Digitale automatische Kupplung

Digitalisierung im Eisenbahngüterverkehr – Von der Schraubenkupplung zur Digitalen Automatischen Kupplung DAK

Einleitung – Schraubenkupplung vs. Mittelpufferkupplung

Was Kupplungen im Eisenbahnverkehr betrifft – also die Verbindung zwischen einzelnen Waggons oder zwischen Waggon und Lokomotive – so dominiert in Europa die sogenannte Schraubenkupplung, vor allem im Güterverkehr.

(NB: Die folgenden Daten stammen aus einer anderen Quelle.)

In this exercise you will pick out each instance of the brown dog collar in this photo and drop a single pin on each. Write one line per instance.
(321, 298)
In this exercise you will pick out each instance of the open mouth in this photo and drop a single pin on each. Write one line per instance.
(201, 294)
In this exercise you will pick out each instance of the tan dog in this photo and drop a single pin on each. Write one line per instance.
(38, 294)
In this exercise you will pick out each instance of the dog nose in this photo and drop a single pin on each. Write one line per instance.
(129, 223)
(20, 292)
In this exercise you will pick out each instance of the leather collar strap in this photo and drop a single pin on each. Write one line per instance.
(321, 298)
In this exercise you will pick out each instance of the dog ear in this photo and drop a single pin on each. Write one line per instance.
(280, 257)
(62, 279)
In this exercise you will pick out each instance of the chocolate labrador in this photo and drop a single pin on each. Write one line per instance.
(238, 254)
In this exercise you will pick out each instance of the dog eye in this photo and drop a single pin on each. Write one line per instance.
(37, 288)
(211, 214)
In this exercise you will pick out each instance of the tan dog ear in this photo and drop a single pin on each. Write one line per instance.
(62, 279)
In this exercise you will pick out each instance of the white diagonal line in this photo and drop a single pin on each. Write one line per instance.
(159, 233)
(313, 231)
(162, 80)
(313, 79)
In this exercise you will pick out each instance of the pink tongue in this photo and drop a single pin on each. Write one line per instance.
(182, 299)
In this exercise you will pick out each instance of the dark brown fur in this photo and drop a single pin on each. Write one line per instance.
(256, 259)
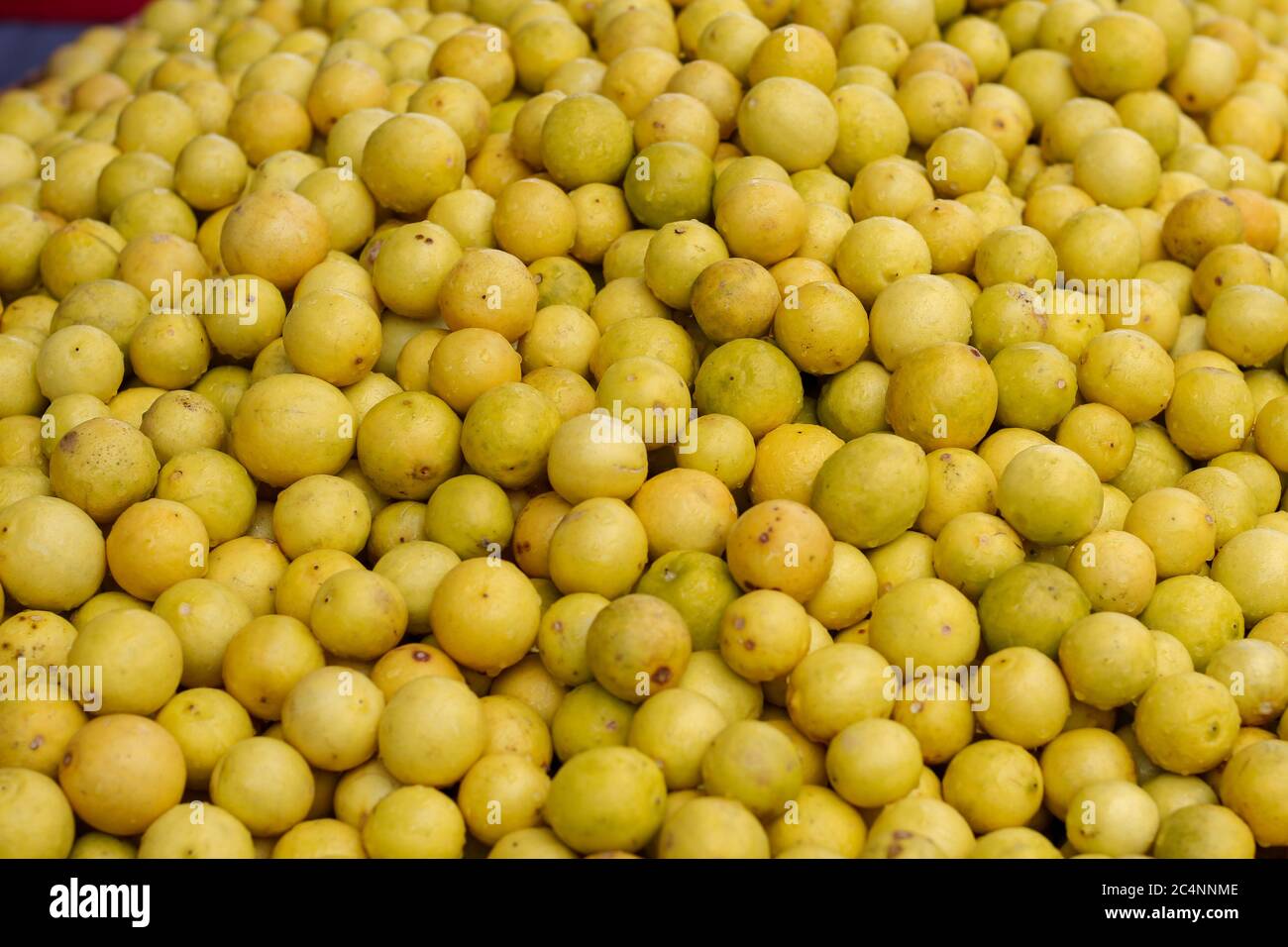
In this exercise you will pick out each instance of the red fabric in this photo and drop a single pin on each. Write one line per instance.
(75, 11)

Die zweite gängige Art, Waggons zu kuppeln, besteht durch die sogenannte Mittelpufferkupplung, die besonders im Osten Europas (Russland und ehem. Staaten der UdSSR) dominant ist (SA-3-Kupplung). Auch in den USA werden schon seit Ende des 19. Jhd. automatische Mittelpufferkupplungen (Janney-Kupplung) verwendet, wobei die Janney-Kupplung der am höchsten belastbare Kupplungstyp ist und somit die kilometerlangen Güterzüge in den USA erst ermöglicht.

Mittelpufferkupplung in Lettland

Mittelpufferkupplungen sind allerdings im Eisenbahn-Personenverkehr auch im restlichen Europa in unterschiedlichen Varianten und Typen häufig anzutreffen, bspw. bei Straßenbahnen (handgekuppelte Mittelpufferkupplungen) oder bei Triebwägen (u.a. Talent der ÖBB) oder bei Hochgeschwindigkeitszügen wie dem ICE (automatische Mittelpufferkupplungen).

ÖBB-Talent mit Mittelpufferkupplung

Auch die Wagen der Legende auf Österreichs Schienen – des ET 4010 – waren durch eine Mittelpufferkupplung (Typ Scharfenbergkupplung) verbunden und zwar waren die Wagen fix gekuppelt, also nur in der Werkstatt trennbar.

4010 im Ennstal – Scharfenbergkupplung zwischen den Wagen

Besonders im Güterverkehr mit den oftmals notwendigen Rangier- und Kupplungstätigkeiten macht sich der kostenintensive Personaleinsatz bei vorhandenen Schraubenkupplungen negativ bemerkbar. Um den Güterverkehr effizienter zu machen und damit konkurrenzfähiger zum Straßentransport, wurde in den 1960er Jahren die sogenannte UIC-Mittelpufferkupplung entwickelt und auch zur Serienreife gebracht. Sie war auch kompatibel mit herkömmlichen Schraubenkupplungen und den russischen SA-3-Kupplungen). Das Projekt einer Umstellung aller Waggons der europäischen Bahnen scheiterte allerdings vorwiegend an der Finanzierung der deutlich teureren Mittelpufferkupplungen, die sich einige Bahnverwaltungen schlicht und einfach nicht leisten konnten.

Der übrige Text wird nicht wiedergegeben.